Another health condition where pineapple really knows how to shine is IBS.
Irritable Bowel Syndrome is an embarrassing condition to have. Not many people would admit that they even have this ailment. IBS is often caused by the food you eat. To avoid diarrhea and constipation, a healthy preventive measure is to eat pineapples.
This spiky fruit with many eyes is high in antioxidants and fiber. Best to be eaten ripe to help your digestive system, the pineapple also has bromelain. The unripe pineapple might make your IBS worse. Canned ripe pineapples are also a good alternative.
Other benefits of the pineapple help in regulating hormones in your thyroid and help ease pain felt in arthritis. If you have worms in your intestines, the purgative qualities of the pineapple can give you a hand. It is also helpful when you feel nauseous.

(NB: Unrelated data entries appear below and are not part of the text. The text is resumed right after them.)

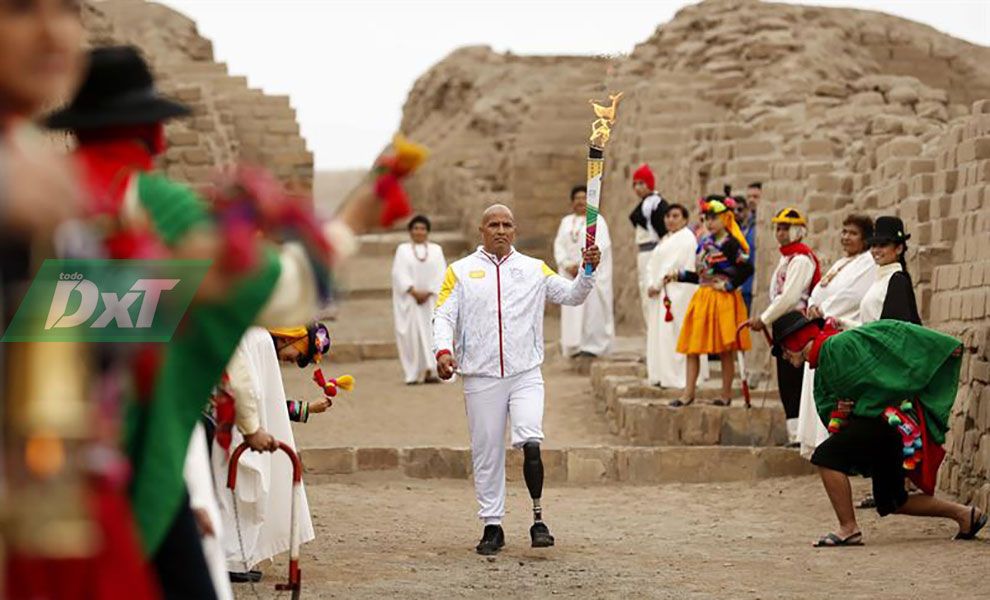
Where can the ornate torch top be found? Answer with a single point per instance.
(601, 129)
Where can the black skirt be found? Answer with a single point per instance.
(871, 448)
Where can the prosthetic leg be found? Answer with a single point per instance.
(539, 533)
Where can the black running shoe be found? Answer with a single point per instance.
(492, 540)
(540, 534)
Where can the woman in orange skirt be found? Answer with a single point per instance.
(717, 308)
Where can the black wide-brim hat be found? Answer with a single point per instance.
(787, 324)
(119, 90)
(888, 230)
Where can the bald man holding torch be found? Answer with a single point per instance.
(488, 326)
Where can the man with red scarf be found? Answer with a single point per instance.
(117, 117)
(796, 274)
(647, 219)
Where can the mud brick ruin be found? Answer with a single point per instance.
(834, 110)
(232, 122)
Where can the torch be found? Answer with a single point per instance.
(601, 130)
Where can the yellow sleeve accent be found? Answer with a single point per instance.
(447, 287)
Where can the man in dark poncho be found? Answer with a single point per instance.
(859, 374)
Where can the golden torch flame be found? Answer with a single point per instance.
(601, 129)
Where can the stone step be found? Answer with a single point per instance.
(383, 244)
(640, 412)
(649, 422)
(606, 465)
(355, 321)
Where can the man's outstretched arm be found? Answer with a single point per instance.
(445, 324)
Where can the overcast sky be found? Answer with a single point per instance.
(348, 64)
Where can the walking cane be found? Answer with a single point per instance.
(742, 361)
(294, 584)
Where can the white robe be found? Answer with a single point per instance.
(413, 322)
(839, 295)
(264, 480)
(664, 366)
(588, 327)
(199, 482)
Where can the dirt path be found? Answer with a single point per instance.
(414, 539)
(384, 412)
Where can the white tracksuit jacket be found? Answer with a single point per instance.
(489, 313)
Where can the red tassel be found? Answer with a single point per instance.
(225, 410)
(396, 203)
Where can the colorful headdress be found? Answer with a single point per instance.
(711, 206)
(644, 174)
(312, 341)
(789, 216)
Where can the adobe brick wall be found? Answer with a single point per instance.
(835, 110)
(232, 122)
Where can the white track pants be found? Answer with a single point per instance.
(489, 400)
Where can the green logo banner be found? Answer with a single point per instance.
(99, 300)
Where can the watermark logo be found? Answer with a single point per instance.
(106, 300)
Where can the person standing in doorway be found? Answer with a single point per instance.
(647, 220)
(587, 329)
(417, 272)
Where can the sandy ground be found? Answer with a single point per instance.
(382, 537)
(383, 412)
(414, 539)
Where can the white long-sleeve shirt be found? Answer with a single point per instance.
(799, 270)
(489, 312)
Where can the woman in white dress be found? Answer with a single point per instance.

Eating a slice of pineapple after a meal will be good for your digestion and IBS condition. This will lessen gas build-up and help make your bowel movement go smoothly. Do not eat too much though since fiber balls may clog your intestines.
How to Use Pineapple
Pineapple is such a sweet, aromatic and versatile fruit that you can easily get creative with the way you’re consuming it. You can:
- Eat it raw – there’s nothing more satisfying than simply cutting a pineapple up and eating chunks of it as a delicious and refreshing dessert.

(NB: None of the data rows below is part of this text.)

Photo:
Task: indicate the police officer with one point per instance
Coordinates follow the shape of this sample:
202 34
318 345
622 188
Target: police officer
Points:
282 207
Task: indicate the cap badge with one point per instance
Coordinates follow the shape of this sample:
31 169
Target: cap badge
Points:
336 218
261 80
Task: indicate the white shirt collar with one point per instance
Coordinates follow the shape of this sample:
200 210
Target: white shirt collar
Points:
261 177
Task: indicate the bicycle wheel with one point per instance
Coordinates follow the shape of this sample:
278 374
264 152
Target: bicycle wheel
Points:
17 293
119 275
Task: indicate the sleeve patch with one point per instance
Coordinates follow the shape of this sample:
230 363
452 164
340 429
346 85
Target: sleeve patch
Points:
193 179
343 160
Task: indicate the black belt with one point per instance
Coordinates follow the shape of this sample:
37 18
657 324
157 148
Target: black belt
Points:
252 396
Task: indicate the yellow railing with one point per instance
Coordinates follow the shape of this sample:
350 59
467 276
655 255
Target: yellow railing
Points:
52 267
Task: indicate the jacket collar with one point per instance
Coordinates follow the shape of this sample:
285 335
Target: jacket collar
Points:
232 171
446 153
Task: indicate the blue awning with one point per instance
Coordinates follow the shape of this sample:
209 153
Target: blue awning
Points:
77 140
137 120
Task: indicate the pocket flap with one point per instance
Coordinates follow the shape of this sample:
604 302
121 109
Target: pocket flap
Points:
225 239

Include it in your breakfast – Add pineapple in your morning smoothie and combine with other fruits as your heart desires. Make sure to blend it all with Greek yogurt, the kind that is truly smooth and nutritious.

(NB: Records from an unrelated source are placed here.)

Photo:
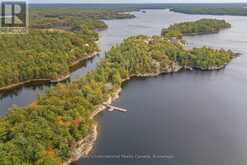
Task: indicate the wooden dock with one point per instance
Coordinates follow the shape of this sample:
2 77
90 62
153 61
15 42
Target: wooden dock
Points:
112 108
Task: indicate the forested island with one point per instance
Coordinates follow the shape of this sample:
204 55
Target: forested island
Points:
57 40
202 26
235 11
48 130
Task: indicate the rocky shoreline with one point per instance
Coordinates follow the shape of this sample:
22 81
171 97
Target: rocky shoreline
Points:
46 81
85 146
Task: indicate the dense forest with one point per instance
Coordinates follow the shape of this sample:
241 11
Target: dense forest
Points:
46 131
56 39
235 11
202 26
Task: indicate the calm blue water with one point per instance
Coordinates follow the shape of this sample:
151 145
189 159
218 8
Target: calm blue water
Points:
187 118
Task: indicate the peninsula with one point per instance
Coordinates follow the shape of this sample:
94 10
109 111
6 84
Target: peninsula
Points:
59 127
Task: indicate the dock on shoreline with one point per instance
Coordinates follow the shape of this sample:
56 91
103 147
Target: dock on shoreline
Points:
112 108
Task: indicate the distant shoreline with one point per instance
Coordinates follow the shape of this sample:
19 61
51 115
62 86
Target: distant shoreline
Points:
73 67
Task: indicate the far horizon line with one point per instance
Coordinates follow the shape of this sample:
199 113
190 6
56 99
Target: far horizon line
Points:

- Create a salad – That’s right. Pineapples work really well in salads too, since they can give a twist to an otherwise classic recipe and taste. You can, for example, mix roast chicken with almonds, blueberries and pineapple.
- Add pineapple to your burger – This recipe is more representative of Hawaii and it requires you to place a pineapple ring over your beef patty. The resulting taste will be a wonderful and exotic mix that will thrill your palate.
- Make a Hawaiian pizza – The Hawaii pizza is already popular throughout the entire world and it simply means adding chunks of pineapple to an otherwise classic pizza recipe.
Get more creative with your deserts – You can easily create a wonderful fruit salad for yourself, with a mix that contains everything that suits your taste and that will boost your immune system. Pineapple really goes along great with anything. You can also make pineapple muffins, pineapple cakes and the list can go on and on.
- You can juice it – It’s a shame letting your pineapple go to waste, so you can freeze it and later on juice it or include it in smoothies.
It’s really up to you how willing you are to experiment in the kitchen because pineapple tends to add an exotic twist to anything you add it to. This fruit is the perfect zesty, juicy punch to be added to any dish – just try your hand at some of the many pineapple recipes out there.
Ultimately, it’s easy to see why pineapples made such a hype for themselves. They are the definition of tropical fruits, with both the exotic taste and lush appearance, and they are easy to incorporate in mostly any dish you can think of. Apart from this, pineapples can also ease inflammation in the body, leading to a decreased risk of cancer and a decrease in painful arthritis symptoms. Additionally, they also help prevent unpleasant conditions from occurring, such as IBS. What’s not to love about these miracle antioxidant fruits?